Labor Day or Araw ng Manggagawa is a non-working holiday celebrated on May 1 of every year in the Philippines. It was started in the US in 1884. In the Philippines, it was first celebrated in 1903 when the country was still under the American rule. Ten years after, the Congreso Obrero de Filipinos fought for important labor laws that we are enjoying at the present time such as the 8-hour working day, the abolition of child labor, just labor standards for women and liability of capitalists. Since then, Labor Day in the Philippines has been commemorated not only with parades and celebration but also with rallies and demonstrations of the labor sector.

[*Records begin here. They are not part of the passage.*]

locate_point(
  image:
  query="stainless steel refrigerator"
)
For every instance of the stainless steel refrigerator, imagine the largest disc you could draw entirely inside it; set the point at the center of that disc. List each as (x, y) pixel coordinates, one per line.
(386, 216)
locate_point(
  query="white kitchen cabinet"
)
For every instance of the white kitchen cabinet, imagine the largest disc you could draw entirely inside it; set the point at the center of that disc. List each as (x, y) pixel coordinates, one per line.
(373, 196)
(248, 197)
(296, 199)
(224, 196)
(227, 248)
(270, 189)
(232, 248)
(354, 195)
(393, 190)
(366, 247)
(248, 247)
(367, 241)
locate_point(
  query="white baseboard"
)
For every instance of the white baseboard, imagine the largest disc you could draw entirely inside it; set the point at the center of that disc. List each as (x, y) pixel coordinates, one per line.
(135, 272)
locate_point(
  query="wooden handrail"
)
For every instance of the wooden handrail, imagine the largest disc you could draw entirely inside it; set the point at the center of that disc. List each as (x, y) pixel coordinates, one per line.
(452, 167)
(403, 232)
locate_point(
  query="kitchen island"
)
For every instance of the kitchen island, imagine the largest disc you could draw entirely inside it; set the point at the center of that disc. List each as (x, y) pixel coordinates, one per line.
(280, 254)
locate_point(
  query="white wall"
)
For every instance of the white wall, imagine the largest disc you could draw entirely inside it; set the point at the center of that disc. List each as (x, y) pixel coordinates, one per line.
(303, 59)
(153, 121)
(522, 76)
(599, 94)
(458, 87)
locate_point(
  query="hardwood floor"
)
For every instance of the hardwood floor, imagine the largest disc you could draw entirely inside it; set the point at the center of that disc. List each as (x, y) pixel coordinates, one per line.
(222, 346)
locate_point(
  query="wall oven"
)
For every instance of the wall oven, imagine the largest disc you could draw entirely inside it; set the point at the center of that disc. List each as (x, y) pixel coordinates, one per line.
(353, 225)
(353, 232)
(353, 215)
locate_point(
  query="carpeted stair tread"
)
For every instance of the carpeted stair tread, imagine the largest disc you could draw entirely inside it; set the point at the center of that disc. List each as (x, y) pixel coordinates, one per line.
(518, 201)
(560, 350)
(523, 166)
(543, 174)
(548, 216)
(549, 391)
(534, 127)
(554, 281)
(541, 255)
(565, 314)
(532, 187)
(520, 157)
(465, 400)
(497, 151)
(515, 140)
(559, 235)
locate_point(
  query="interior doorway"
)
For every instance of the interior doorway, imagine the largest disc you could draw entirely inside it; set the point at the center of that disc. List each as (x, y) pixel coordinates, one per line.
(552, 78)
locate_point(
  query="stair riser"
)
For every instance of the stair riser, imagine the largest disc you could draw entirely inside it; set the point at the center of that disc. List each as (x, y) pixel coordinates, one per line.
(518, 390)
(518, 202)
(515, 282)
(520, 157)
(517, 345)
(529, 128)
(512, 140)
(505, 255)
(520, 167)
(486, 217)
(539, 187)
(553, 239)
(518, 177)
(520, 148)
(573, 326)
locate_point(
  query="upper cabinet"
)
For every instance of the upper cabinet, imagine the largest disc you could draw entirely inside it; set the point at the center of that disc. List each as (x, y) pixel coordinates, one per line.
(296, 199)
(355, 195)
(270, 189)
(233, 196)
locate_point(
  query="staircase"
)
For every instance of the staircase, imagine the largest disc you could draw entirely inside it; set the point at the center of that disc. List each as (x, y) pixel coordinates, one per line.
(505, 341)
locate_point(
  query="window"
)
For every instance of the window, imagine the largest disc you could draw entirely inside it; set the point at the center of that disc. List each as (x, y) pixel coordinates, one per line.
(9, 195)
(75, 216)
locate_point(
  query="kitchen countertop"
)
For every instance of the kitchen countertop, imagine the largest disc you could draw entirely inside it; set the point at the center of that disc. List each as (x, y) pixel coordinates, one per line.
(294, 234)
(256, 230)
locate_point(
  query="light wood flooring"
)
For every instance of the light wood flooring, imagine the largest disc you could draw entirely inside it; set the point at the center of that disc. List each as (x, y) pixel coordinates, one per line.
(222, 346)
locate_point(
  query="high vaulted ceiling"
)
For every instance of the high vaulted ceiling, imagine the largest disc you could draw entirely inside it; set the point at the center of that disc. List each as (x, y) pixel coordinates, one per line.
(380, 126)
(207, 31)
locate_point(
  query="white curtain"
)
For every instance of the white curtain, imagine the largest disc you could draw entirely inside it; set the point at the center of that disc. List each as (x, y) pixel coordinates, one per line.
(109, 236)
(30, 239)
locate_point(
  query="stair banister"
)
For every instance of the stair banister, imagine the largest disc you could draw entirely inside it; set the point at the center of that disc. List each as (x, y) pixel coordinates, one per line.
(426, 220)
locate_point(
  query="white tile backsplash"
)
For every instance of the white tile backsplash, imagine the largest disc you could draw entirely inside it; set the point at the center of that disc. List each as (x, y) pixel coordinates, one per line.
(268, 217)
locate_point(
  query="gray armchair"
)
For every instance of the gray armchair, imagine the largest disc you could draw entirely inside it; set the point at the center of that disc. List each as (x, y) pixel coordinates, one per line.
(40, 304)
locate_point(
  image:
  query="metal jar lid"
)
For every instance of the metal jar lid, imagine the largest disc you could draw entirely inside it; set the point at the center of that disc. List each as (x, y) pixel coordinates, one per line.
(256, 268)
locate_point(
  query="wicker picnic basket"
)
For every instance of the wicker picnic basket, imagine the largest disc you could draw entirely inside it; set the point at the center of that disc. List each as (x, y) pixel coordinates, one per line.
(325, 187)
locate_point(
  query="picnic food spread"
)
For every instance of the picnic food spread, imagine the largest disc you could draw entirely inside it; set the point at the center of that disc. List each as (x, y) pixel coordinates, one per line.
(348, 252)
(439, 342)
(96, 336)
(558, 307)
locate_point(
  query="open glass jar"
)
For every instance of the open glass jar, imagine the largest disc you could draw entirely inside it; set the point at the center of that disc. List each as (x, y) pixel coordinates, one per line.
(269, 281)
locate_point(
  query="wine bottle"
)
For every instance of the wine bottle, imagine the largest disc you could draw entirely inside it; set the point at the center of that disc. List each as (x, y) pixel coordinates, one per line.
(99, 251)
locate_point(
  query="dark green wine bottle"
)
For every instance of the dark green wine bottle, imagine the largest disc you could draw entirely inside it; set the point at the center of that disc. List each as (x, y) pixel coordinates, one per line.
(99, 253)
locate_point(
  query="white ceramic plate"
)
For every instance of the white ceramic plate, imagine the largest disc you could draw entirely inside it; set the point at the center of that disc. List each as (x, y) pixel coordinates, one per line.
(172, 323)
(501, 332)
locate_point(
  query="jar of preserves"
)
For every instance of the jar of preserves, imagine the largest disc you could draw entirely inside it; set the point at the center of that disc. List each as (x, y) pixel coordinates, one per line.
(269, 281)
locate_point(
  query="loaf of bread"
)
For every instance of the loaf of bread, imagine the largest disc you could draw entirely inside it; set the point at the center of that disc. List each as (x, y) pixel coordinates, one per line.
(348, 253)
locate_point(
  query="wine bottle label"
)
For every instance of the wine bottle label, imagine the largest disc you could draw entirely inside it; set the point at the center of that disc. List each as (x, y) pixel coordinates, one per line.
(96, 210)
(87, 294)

|protests and demonstrations during the celebration of Labor Day|
In the celebration of Labor Day this 2012, 40 labor federations formed a coalition named Nagkaisa to urge the government to increase the minimum wage and end labor contractualization. However, in a breakfast meeting with Nagkaisa leaders, president Benigno Aquino III, rejected the proposal for an across the board wage increase since it will result in the loss of profit of companies which will lead to layoffs and soaring prices of commodities. President Aquino also laid down the government’s battle plan to address unemployment, underemployment and other labor issues. The four strategies are to maintain the number of jobs currently available, to create more jobs, to improve the job skills and knowledge of Filipinos and to implement labor laws in order to protect the workers.